Thursday, 6 July 2017

Barranca del Cobre.

It has nothing to do with cobras, it means Copper Canyon in Spanish. It is situated in Northern Mexico, just over the Arizona border. It is deeper than the Grand Canyon of Colorado (in Arizona), but it is not so famous because it is not in the United States. The climate at the top, well over two thousand metres above the sea level, is quite cool, a bit like England. The climate at the bottom, for example in the town called Urique (at the picture), almost at the sea level, is subtropical and very hot. And there are Apaches living there as well, they are called Tarahumara here. They don't drive Cadillacs as the Arizona Apaches do these days, instead they walk in sandals they make out of Cadillac rubber tyres. But more about them later, now a few pictures from the Canyon itself.









Friday, 30 June 2017

Puna de Atacama

Salar de Atacama in northern Chile is a huge salt flat where water from the mountains flows and dries out, leaving salt. There are some salt lakes there in which flamingos find some vermin to feed on. In the Altiplano higher parts (over 4000 metres above the sea level), some rain falls and there is some grass, on which vicunias (wild ancestors of llamas) feed.

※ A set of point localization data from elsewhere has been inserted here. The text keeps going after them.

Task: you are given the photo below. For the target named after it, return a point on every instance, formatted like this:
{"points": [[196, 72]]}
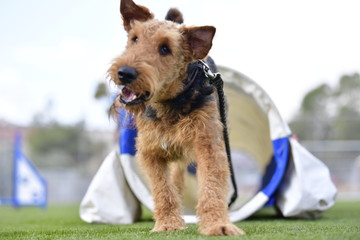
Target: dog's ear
{"points": [[174, 15], [130, 11], [199, 40]]}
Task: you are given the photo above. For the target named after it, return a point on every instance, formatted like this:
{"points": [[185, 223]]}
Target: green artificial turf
{"points": [[63, 222]]}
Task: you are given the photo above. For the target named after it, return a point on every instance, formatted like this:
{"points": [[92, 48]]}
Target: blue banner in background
{"points": [[29, 187]]}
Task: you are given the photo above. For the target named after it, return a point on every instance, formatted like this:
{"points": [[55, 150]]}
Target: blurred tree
{"points": [[330, 113]]}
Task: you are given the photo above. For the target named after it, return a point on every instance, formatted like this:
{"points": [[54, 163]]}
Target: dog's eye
{"points": [[164, 50], [135, 39]]}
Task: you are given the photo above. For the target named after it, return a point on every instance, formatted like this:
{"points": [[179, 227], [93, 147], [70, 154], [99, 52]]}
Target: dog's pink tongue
{"points": [[128, 95]]}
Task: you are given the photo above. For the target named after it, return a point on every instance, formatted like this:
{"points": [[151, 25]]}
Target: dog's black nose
{"points": [[127, 74]]}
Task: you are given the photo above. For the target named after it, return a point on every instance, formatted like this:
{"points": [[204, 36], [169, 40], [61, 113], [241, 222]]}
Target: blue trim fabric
{"points": [[276, 169], [27, 181], [127, 134]]}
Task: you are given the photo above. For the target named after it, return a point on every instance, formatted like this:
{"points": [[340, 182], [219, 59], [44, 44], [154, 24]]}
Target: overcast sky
{"points": [[57, 51]]}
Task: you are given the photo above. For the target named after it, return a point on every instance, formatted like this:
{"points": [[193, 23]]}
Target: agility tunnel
{"points": [[270, 167]]}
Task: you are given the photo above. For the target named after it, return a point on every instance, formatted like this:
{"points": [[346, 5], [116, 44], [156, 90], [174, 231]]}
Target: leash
{"points": [[216, 80]]}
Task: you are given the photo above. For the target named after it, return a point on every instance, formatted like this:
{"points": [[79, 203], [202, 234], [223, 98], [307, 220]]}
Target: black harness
{"points": [[216, 80], [198, 88]]}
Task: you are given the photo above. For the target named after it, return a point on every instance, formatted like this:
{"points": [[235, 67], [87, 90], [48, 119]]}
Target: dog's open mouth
{"points": [[129, 97]]}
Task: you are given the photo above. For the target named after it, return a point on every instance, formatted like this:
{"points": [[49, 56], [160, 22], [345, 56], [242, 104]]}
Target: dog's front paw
{"points": [[221, 229], [160, 226]]}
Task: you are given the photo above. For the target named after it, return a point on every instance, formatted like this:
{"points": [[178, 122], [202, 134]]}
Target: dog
{"points": [[176, 115]]}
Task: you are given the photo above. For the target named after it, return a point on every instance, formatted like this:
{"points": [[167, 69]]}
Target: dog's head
{"points": [[153, 65]]}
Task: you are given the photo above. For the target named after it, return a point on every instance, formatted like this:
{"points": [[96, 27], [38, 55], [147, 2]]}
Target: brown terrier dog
{"points": [[176, 116]]}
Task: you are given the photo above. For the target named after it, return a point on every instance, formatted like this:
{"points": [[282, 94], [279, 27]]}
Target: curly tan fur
{"points": [[163, 142]]}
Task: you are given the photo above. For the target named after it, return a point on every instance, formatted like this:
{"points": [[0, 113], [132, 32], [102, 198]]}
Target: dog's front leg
{"points": [[213, 173], [167, 212]]}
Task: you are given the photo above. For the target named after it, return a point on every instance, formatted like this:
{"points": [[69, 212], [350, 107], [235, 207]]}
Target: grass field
{"points": [[63, 222]]}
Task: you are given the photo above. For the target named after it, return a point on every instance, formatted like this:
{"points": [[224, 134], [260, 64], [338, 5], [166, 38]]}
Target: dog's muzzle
{"points": [[127, 74]]}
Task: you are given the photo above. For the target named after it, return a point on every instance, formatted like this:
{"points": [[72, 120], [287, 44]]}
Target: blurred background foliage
{"points": [[330, 113]]}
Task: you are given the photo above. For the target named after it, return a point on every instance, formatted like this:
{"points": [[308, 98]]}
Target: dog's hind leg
{"points": [[178, 175], [167, 212], [213, 173]]}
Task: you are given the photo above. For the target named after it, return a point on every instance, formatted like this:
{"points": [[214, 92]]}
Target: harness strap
{"points": [[216, 80]]}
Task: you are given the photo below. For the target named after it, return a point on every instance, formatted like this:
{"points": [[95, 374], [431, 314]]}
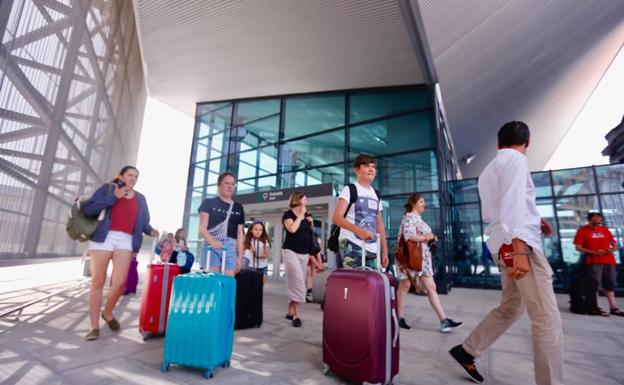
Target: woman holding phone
{"points": [[116, 238]]}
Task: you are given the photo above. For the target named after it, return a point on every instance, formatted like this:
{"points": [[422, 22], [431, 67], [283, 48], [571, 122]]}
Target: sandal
{"points": [[92, 335], [113, 324], [616, 311]]}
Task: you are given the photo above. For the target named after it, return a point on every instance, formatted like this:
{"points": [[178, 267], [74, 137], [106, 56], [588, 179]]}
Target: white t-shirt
{"points": [[362, 213], [259, 246]]}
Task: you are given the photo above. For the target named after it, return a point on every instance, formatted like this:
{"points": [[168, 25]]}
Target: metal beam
{"points": [[39, 34], [55, 130], [418, 36]]}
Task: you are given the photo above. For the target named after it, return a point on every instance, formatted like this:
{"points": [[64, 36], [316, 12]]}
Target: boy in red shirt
{"points": [[598, 245]]}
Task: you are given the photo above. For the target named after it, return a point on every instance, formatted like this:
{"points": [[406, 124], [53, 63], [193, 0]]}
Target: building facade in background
{"points": [[304, 140], [72, 95], [564, 197]]}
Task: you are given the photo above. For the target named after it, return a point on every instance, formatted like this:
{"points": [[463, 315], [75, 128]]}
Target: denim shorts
{"points": [[215, 255]]}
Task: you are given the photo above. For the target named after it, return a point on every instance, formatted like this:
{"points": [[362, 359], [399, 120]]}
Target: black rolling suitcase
{"points": [[248, 298], [582, 294]]}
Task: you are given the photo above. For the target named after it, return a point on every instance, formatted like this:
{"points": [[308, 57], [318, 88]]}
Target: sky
{"points": [[163, 161], [584, 142], [166, 139]]}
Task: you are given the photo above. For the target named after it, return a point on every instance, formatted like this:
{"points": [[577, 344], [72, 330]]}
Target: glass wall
{"points": [[564, 197], [304, 140]]}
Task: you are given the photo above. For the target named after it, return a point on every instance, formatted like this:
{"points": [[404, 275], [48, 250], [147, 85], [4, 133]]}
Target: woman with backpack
{"points": [[414, 228], [116, 238]]}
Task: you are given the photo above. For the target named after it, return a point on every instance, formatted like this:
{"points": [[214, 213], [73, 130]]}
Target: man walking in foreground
{"points": [[508, 206]]}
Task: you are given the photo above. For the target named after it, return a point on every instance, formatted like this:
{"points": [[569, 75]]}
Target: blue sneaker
{"points": [[448, 325]]}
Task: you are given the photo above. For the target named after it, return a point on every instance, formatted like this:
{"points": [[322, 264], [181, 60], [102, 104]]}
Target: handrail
{"points": [[37, 300]]}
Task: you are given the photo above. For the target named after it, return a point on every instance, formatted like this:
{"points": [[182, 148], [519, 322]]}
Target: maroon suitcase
{"points": [[155, 296], [360, 326]]}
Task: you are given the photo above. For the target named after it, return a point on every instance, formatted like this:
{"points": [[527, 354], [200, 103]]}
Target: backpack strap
{"points": [[352, 197]]}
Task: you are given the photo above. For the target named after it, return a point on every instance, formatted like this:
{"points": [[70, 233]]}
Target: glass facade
{"points": [[564, 197], [304, 140], [72, 95]]}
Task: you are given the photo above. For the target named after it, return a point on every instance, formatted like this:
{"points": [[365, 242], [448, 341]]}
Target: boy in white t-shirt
{"points": [[363, 220]]}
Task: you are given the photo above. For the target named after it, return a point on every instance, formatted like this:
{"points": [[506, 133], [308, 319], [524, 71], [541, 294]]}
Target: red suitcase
{"points": [[360, 326], [155, 298]]}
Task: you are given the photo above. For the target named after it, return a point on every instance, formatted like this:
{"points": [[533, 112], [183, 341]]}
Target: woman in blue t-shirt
{"points": [[221, 223]]}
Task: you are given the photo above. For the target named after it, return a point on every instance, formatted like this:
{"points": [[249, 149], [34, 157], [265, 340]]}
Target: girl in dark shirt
{"points": [[295, 252]]}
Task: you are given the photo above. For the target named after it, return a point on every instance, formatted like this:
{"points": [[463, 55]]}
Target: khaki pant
{"points": [[535, 293], [296, 266]]}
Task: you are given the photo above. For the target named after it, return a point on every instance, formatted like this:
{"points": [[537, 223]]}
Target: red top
{"points": [[596, 238], [124, 214]]}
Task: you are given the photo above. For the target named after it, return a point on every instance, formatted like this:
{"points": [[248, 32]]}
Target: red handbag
{"points": [[506, 253]]}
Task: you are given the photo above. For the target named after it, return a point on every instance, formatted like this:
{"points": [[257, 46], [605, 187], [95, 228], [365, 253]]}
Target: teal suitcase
{"points": [[200, 326]]}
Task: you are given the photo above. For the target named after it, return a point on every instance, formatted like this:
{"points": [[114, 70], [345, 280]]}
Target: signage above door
{"points": [[319, 190]]}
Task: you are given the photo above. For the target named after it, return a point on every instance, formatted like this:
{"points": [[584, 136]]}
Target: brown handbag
{"points": [[409, 254]]}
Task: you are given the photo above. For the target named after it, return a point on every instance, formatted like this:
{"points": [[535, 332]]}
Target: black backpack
{"points": [[334, 233]]}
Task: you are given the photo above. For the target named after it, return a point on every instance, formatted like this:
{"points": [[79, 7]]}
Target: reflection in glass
{"points": [[313, 151], [541, 180], [415, 172], [366, 106], [255, 109], [613, 212], [307, 115], [464, 191], [574, 181], [572, 212], [408, 132], [610, 178]]}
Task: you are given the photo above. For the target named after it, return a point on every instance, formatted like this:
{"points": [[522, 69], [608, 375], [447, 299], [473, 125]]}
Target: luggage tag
{"points": [[223, 256], [155, 257], [378, 254]]}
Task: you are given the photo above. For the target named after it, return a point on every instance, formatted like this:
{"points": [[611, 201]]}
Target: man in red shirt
{"points": [[598, 245]]}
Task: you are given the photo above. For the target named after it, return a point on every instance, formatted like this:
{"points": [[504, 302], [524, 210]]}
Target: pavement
{"points": [[43, 344]]}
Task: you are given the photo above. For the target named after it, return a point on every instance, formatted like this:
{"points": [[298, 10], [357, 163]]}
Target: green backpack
{"points": [[80, 227]]}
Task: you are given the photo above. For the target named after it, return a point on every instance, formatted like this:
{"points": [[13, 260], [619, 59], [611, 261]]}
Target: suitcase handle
{"points": [[377, 257], [395, 338]]}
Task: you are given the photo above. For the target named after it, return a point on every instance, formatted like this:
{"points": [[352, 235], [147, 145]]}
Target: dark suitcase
{"points": [[360, 326], [133, 277], [249, 286], [582, 294]]}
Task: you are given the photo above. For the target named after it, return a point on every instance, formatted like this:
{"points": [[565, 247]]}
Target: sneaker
{"points": [[616, 311], [92, 335], [598, 311], [467, 362], [113, 324], [403, 324], [448, 325]]}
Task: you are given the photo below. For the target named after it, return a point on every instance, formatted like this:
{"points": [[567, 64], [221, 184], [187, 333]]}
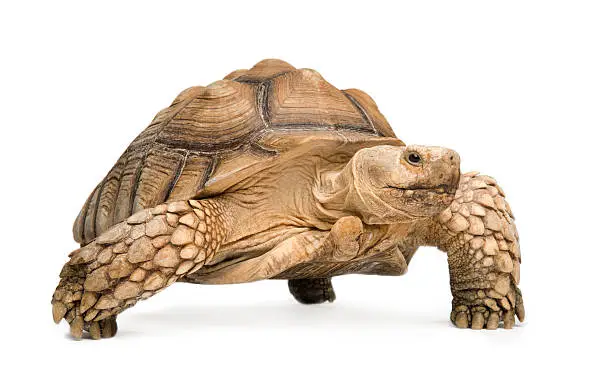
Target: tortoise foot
{"points": [[487, 311], [312, 291], [102, 329]]}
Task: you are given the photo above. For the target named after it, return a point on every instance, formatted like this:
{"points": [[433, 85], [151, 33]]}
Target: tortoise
{"points": [[273, 173]]}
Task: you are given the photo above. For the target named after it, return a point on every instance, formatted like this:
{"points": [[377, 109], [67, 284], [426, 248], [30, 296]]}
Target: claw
{"points": [[509, 319], [493, 321], [59, 310], [109, 327], [477, 320], [94, 330], [461, 320], [76, 327], [520, 308]]}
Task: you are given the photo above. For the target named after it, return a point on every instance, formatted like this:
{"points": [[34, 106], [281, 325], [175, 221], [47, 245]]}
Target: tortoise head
{"points": [[399, 184]]}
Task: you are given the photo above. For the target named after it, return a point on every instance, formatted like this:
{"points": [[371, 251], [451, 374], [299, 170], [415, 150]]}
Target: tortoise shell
{"points": [[216, 132]]}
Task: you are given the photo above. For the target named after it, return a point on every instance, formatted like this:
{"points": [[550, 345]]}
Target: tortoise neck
{"points": [[330, 193]]}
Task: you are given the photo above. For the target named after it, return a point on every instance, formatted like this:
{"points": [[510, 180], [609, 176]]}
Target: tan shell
{"points": [[216, 132]]}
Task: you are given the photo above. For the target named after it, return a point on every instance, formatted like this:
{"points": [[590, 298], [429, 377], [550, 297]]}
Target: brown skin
{"points": [[384, 202]]}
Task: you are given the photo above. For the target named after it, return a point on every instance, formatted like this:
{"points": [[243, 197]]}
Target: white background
{"points": [[522, 90]]}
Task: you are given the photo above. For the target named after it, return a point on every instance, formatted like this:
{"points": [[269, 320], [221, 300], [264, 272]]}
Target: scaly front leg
{"points": [[479, 235]]}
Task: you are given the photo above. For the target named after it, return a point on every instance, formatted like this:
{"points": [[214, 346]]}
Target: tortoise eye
{"points": [[414, 158]]}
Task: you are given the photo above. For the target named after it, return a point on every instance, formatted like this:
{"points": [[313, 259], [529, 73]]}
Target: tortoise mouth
{"points": [[439, 189]]}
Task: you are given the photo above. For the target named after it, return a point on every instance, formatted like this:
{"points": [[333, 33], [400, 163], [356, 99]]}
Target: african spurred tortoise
{"points": [[273, 173]]}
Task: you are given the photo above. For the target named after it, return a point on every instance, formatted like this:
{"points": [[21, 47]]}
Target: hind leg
{"points": [[134, 260]]}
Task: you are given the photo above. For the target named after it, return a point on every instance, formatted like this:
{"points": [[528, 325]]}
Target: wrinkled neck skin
{"points": [[342, 193]]}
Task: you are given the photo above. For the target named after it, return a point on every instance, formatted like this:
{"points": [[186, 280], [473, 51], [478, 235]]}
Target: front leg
{"points": [[134, 260], [341, 244], [478, 233]]}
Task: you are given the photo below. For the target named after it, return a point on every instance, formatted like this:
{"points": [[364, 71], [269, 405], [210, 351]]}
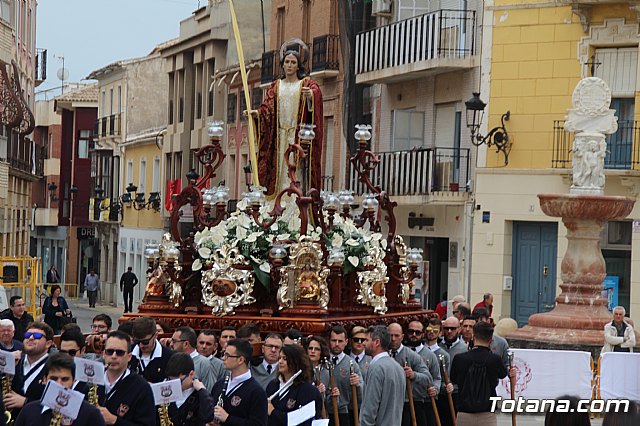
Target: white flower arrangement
{"points": [[254, 242]]}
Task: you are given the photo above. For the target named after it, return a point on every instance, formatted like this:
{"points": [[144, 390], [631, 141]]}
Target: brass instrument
{"points": [[163, 413], [512, 385], [56, 418], [445, 377], [92, 396], [412, 407], [6, 388], [354, 393], [316, 376], [334, 399]]}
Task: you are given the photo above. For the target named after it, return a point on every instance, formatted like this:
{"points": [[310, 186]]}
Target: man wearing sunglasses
{"points": [[27, 383], [357, 353], [59, 368], [149, 356], [126, 398]]}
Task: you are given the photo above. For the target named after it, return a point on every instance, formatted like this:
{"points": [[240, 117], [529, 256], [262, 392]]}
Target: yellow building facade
{"points": [[534, 54]]}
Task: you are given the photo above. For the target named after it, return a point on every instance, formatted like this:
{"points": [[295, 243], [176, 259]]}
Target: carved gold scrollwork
{"points": [[305, 278], [372, 291], [225, 287]]}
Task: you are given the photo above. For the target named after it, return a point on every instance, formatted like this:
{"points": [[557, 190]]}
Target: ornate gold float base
{"points": [[281, 324]]}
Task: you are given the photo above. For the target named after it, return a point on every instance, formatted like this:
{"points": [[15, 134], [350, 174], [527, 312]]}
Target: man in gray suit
{"points": [[385, 382], [185, 340], [415, 370]]}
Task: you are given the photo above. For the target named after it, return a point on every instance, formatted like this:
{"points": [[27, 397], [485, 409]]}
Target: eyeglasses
{"points": [[272, 347], [144, 341], [118, 352], [36, 335], [227, 355]]}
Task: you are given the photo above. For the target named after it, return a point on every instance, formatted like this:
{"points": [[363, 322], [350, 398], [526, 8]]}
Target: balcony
{"points": [[46, 217], [107, 126], [623, 152], [428, 44], [325, 59], [439, 173]]}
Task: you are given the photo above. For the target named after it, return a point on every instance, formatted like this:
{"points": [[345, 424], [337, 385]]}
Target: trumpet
{"points": [[6, 388]]}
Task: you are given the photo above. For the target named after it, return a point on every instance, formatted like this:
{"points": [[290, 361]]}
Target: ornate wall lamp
{"points": [[497, 136], [139, 201]]}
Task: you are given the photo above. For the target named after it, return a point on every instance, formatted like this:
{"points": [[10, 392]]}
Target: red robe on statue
{"points": [[267, 135]]}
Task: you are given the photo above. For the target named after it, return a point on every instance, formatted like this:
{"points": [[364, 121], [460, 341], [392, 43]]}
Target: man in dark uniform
{"points": [[128, 281], [127, 398], [59, 368], [241, 400], [27, 384], [196, 405], [149, 357]]}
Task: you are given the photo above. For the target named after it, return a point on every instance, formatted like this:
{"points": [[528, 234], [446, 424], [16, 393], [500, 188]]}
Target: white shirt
{"points": [[144, 359], [236, 382], [27, 366], [377, 357]]}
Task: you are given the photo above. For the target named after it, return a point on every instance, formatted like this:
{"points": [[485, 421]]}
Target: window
{"points": [[143, 177], [85, 143], [410, 8], [129, 177], [256, 98], [155, 183], [408, 129], [232, 100]]}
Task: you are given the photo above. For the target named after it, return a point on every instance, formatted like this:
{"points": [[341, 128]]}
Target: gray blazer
{"points": [[384, 391]]}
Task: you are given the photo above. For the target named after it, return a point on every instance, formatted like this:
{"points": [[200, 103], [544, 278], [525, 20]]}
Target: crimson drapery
{"points": [[267, 135]]}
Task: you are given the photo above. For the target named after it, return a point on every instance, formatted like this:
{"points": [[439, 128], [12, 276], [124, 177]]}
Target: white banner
{"points": [[545, 373], [620, 375]]}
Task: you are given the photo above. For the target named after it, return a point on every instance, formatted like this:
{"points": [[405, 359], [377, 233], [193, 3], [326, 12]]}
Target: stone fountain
{"points": [[581, 312]]}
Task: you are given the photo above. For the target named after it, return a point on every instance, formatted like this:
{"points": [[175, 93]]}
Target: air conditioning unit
{"points": [[381, 7]]}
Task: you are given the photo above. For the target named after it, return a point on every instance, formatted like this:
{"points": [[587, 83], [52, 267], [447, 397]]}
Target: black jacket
{"points": [[460, 368], [32, 415]]}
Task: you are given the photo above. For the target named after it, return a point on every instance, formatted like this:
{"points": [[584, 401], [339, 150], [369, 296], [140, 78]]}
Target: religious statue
{"points": [[292, 100]]}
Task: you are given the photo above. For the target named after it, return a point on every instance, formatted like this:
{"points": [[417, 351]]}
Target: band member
{"points": [[415, 370], [342, 366], [61, 369], [292, 359], [196, 405], [265, 368], [415, 334], [241, 400], [27, 384], [149, 357], [385, 388], [127, 397]]}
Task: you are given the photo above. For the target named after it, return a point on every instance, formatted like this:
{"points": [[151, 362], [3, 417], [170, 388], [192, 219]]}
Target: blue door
{"points": [[535, 247]]}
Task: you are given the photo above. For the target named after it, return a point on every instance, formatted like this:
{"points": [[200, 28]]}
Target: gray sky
{"points": [[93, 33]]}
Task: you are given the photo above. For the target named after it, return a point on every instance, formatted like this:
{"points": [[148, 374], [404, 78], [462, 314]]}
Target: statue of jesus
{"points": [[292, 100]]}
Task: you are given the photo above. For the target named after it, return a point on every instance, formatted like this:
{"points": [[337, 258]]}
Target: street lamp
{"points": [[497, 136]]}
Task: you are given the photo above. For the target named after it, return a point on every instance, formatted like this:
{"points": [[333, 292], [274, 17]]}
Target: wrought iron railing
{"points": [[440, 34], [419, 171], [326, 53], [623, 150]]}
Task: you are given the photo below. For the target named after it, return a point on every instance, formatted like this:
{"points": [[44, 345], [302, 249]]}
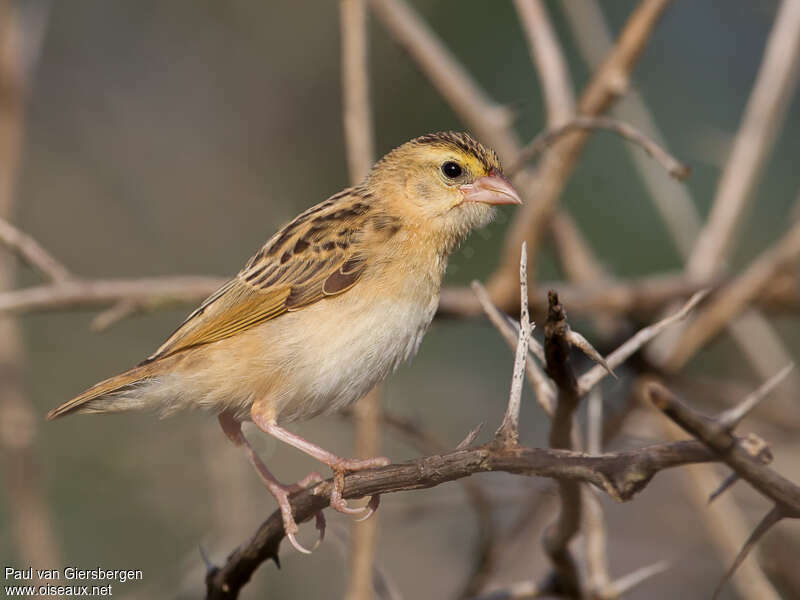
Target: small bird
{"points": [[326, 309]]}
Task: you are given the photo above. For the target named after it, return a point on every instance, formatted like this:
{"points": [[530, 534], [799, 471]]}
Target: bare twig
{"points": [[772, 517], [545, 139], [576, 340], [672, 200], [487, 546], [591, 378], [31, 252], [743, 459], [355, 89], [363, 538], [620, 474], [79, 293], [560, 533], [542, 387], [508, 433], [558, 164], [360, 156], [114, 314], [626, 583], [735, 297], [772, 485], [489, 120], [29, 520], [733, 416], [549, 59], [763, 116]]}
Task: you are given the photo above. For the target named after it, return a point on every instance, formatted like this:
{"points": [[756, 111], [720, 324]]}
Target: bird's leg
{"points": [[233, 430], [338, 464]]}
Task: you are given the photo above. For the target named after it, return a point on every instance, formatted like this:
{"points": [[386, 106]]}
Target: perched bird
{"points": [[331, 304]]}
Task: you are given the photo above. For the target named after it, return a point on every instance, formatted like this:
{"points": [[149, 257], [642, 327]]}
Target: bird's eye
{"points": [[451, 169]]}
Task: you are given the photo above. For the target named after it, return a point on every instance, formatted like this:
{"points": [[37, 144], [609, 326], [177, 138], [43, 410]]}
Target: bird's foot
{"points": [[340, 466]]}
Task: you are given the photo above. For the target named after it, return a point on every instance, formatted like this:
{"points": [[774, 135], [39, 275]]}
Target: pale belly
{"points": [[316, 360], [344, 358]]}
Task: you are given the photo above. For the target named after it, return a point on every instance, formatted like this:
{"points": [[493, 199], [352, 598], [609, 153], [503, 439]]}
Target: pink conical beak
{"points": [[491, 189]]}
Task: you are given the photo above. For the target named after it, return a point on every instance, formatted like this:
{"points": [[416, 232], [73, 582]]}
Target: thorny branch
{"points": [[619, 474]]}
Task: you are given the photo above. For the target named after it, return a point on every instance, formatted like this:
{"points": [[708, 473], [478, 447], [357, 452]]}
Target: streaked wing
{"points": [[312, 257]]}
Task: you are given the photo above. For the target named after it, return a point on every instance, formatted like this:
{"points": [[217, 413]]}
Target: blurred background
{"points": [[175, 138]]}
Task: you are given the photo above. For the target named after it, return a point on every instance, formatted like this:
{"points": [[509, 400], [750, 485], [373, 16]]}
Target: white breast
{"points": [[339, 355]]}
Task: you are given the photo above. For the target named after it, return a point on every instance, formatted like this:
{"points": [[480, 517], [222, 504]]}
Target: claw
{"points": [[372, 506], [337, 502], [296, 544], [319, 523]]}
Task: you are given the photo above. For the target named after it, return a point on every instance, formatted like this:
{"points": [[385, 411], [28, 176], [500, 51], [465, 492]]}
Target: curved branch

It is a national park so flamingos and vicunias are used to tourists and don't run away.











Monday, 12 June 2017

Ancient Maya painting

Here is an example of something that is ignored by the press and book publishers because it is not in fashion, even though it is no less interesting than something similar that is in fashion. Ancient Greece is famous for its ruins, sculpture and painting on pottery. Ancient Mayas are famous for their ruins, but their painting on pottery seems to be almost completely ignored even though it is no less interesting than the Greek painting. It is demonstrated in museum exhibitions where one can see the Maya painted pottery. However, any publication on the subject in either language (I mean English of Spanish) is hard to find and comments in the museums are also extremely limited. Examples here come from museums in Guatemala and Mexico.  









Monday, 29 May 2017

Ancient Greek painting in the British Museum

The Greek painting in the British Museum is easy to overlook. You will easily find the sculpture of Classical Greece, but painting? Who has ever hard of that? Well, perhaps not many people, but it is there and it is quite interesting, here are the examples. Seeing these examples one is tempted to thing that it is anything but primitive. However, you won't find big canvasses you might expect when you thing of great painting. Perhaps this is the very reason why not many people realise that it exists. These paintings are hidden in a few small glass cupboards in rooms upstairs, they are painted on clay vases. Greek vases are, of course well known, though few visitors to the Museum pays much attention. Even less realise that not all vases are decorated in black and ochre colours, that there exist also white vases with black paintings (or perhaps I should say drawings, or even sketches?) on them.









Tuesday, 23 May 2017

Marbles of Suzhou.

I wonder whether there is anyone who would be able to tell me what this is because I have no idea. I saw them in Suzhou in China in traditional pavilions in the famous gardens of the city. They are carefully framed and look as if they were pictures but they are not. It seems that these are cross-sections of marbles, framed and exhibited, sometimes next to a picture. I wander why. Is there a Chinese tradition of exhibiting marbles like that? I guess there must by, but where does it come from? Obviously there is no equivalent tradition in the Western world which is why I haven't found anything of the subject in a Western language.









Friday, 5 May 2017

Lingyin Zen temple in Hangzhou

Lingyin si is a Zen monastery in the hills around the West Lake in Hangzhou. It is amazing how quickly the monasteries have been restored after the orgy of destruction during the cultural revolution. In the hills around Hangzhou there are several monasteries and nunneries. Interestingly in one of them a nun gave me a book in English by Sheng Yen, a Taiwanese Zen master whom I met many years earlier in Taipei.










Friday, 28 April 2017

City God Temple in Shanghai

The City God Temple in Shanghai is a typical Chinese Taoist temple. Normally the centre of a Taoist temple is a yard with an incense burner. Next to the yard is a hall with giant figures. The Taoist saints usually have beards, unlike the Buddhist ones. Behind this hall there is another one with a nicely dressed figure of the City God. There people go to pray.